GettyImages-1315082651 microchip

(Photo By MediaNews Group/Reading Eagle via Getty Images)

Chestnut was referring to Three Square Market, a technology business in River Falls, WI. The company chipped 80 employees, allowing them to open building doors, access their computers, and wave their hands at the vending machine for a candy bar.

A Swedish startup, Epicenter, was the first to deploy microchip technology for humans: The company made the news back in 2021 by using microchips to verify COVID vaccination status. Hannes Sjoblad, Chief Disruption Officer, says Epicenter has been working for years to develop human technological advances. IT industry and many other business leaders fully believe that half of all Americans will be chipped by 2025. But Tech 2025, an organization founded in 2017 as an “emerging technology futurist community,” warns of legislative pushback. If Alabama passes HB4, it will join Arkansas, California, Indiana, Missouri, Montana, Nevada, New Hampshire, North Dakota, Oklahoma, Utah, and, ironically, Wisconsin in making the practice of requiring employee chipping a felony.

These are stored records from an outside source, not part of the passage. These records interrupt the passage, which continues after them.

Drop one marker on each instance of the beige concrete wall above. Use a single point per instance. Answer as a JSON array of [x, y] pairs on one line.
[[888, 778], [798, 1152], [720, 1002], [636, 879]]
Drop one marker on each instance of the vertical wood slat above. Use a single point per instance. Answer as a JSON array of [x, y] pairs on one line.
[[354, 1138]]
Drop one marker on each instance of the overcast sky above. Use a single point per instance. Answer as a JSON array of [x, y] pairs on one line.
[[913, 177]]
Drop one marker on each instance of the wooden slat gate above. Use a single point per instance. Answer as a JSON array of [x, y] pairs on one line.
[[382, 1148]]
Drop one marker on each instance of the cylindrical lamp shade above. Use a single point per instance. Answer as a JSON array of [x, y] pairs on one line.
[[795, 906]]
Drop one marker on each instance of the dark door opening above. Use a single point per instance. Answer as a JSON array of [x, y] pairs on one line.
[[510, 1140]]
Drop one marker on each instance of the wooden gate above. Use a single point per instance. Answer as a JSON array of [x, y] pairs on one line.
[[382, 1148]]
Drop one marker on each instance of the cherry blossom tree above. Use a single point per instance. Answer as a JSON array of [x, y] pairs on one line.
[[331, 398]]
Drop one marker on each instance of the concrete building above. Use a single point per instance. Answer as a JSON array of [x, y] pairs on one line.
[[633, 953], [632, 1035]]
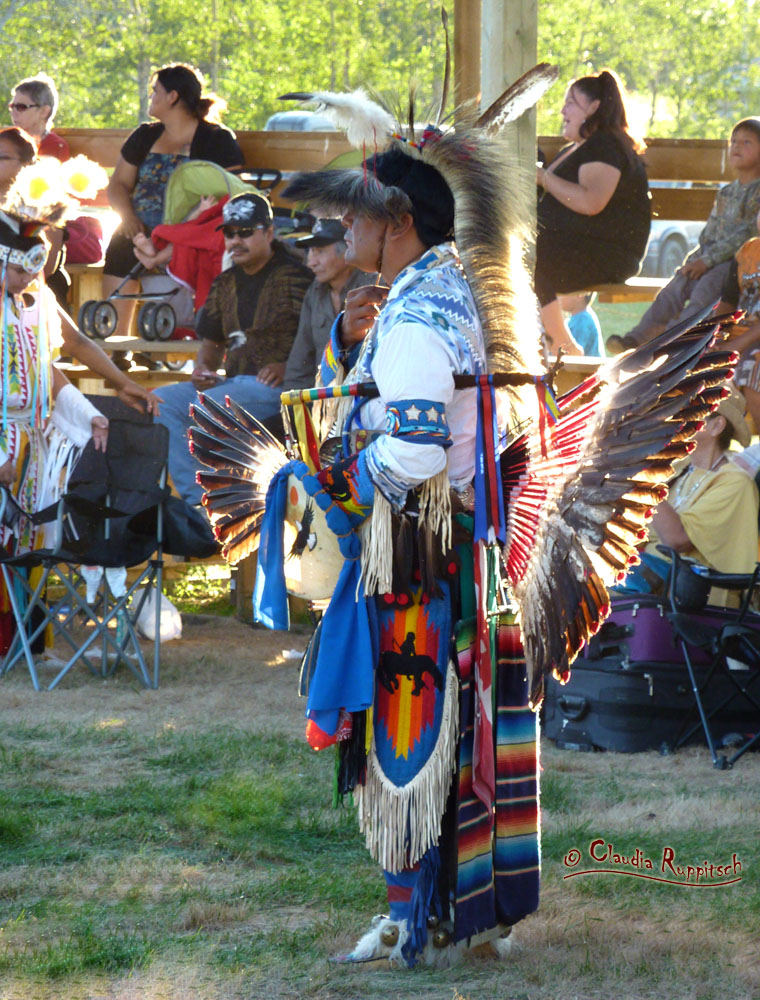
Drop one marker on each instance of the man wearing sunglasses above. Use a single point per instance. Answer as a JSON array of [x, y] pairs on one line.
[[33, 107], [248, 323]]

And then there’s Kevin Warwick, the first human ever microchipped in 1998: Perhaps consider him patient zero. In 2000, he detailed his plans to become one with his computer – effectively, a cyborg: “I was born human. But this was an accident of fate – a condition merely of time and place.” “I believe it’s something we have the power to change.”

It gets better. “I can envision a future when we send signals so that we don’t have to speak. Thought communication will place telephones firmly in the history books.”

It’s Doable, But Why Do It?

Lauren Christopher, associate professor of electrical and computer engineering at Indiana University-Purdue University, Indianapolis, reminds us we’ve been living with microchips in clothing tags, debit and credit cards, and hotel rooms, to name a few examples. But Christopher also believes there is a tremendous social stigma to chipping humans. As the professor notes:

“That’s not a technology question, it’s more of a social question, whether people want to be [microchipped] or not. I don’t know that I would do it just as a person. Why would I need to? It can be done, technically, but should it be done? It’s more of a social/government question.”

“Any kind of radio frequency that goes over the air … can be intercepted,” Christopher continued, “and even if they’re encrypted, they can be decrypted.”

The three Alabama Democrats remain stalwart in their desire to stop this kind of technology if and when it becomes a mandatory requirement for hiring. As Chestnut pointed out, “Individual liberty and freedom of movement should always remain sacrosanct. Your right to work should not result in your employer being able to trace your steps and place you under a constant state of 24-hour-a-day, seven-day-a-week surveillance.”